Plans for the large houses, which are located on a quiet rural road outside Blackburn where houses sell for up to £1 million, were lodged in April 2018.
They sparked an uproar, with the properties described as ‘not in fitting with the local area’ as the homes stand over 4.5 metres taller with 1,500 square metres of floor space.
But planning permission was granted and pictures taken earlier this year showed builders had already moved in.
In 2017, the pair purchased a £25million mansion in Knightsbridge, which estate agents said could be worth £80million when planned renovations are carried out according to estate agents.

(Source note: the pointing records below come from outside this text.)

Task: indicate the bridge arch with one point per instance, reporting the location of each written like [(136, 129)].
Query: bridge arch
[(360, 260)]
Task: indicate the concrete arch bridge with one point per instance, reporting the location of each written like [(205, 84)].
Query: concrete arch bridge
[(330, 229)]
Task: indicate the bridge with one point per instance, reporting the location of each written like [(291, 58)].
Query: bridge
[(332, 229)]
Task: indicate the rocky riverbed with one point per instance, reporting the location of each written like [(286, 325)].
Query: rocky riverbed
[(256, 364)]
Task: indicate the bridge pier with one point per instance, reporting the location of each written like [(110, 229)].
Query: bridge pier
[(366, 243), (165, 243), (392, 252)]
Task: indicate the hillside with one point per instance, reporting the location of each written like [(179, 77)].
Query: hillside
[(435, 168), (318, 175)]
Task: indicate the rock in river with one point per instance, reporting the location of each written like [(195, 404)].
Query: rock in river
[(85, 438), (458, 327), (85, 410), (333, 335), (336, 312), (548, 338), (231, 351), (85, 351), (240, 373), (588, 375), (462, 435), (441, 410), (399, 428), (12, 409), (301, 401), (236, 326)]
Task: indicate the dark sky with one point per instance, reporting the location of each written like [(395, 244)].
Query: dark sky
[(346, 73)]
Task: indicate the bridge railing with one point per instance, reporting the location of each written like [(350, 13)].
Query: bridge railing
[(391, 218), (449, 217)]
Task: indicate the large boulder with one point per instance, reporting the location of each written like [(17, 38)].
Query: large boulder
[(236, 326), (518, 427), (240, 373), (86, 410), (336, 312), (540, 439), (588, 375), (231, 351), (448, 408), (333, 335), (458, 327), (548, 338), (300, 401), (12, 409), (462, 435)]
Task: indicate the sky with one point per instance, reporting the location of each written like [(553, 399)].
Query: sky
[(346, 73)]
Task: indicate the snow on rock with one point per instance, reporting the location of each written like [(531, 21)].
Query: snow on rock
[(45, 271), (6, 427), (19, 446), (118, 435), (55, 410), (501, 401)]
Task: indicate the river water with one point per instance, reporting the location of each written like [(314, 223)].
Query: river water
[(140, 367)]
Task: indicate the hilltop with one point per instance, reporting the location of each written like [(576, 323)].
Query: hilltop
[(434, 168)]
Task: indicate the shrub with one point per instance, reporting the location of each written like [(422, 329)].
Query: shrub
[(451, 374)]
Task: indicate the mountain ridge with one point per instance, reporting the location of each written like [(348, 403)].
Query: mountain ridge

Their Grade II listed Georgian house is also at the centre of a long-running planning row.
The previous owner began digging a basement and left a vast 30ft-deep crater the size of two tennis courts, described by horrified neighbours to ‘Hitler’s bunker’.
When finished the luxury 22,000 sq ft home will have a huge underground car park, a swimming pool, spa, and cinema.
It is thought Walmart was wooed by the Issas’ entrepreneurial flair and the potential to put Asda convenience stores in EG’s petrol stations
The brothers donate 2.5pc of their earnings to charity through the Issa Foundation, which funds hospitals and provides free breakfasts for children in Lancashire.
They emerged as favourites to buy Asda this weekend, with any deal expected to value the supermarket at around £6.5billion.
The decision confounded the City who believed owners, US grocer Walmart, was ready to sign a deal with Apollo Global Management, which was headed up by former Debenhams boss Rob Templeman.
Last week Lone Star Funds, which was working with former Asda executive Paul Mason, dropped out – seemingly leaving Apollo with a clear run.
It is thought Walmart was wooed by the Issas’ entrepreneurial flair and the potential to put Asda convenience stores in EG’s petrol stations.
Walmart is looking to sell most of its stake in Asda to focus on defending its position in the US against Amazon and pursue opportunities in higher growth markets, such as India.
The Issas are backed by private-equity firm TDR Capital, which has owned half of EG Group since 2016, and a series of lenders including Barclays and Lloyds.
Their selection as the preferred bidder for Asda was first reported by Sky News.
Shore Capital’s Clive Black said the proposed deal put ‘raw entrepreneurship and ambition in the driving seat.’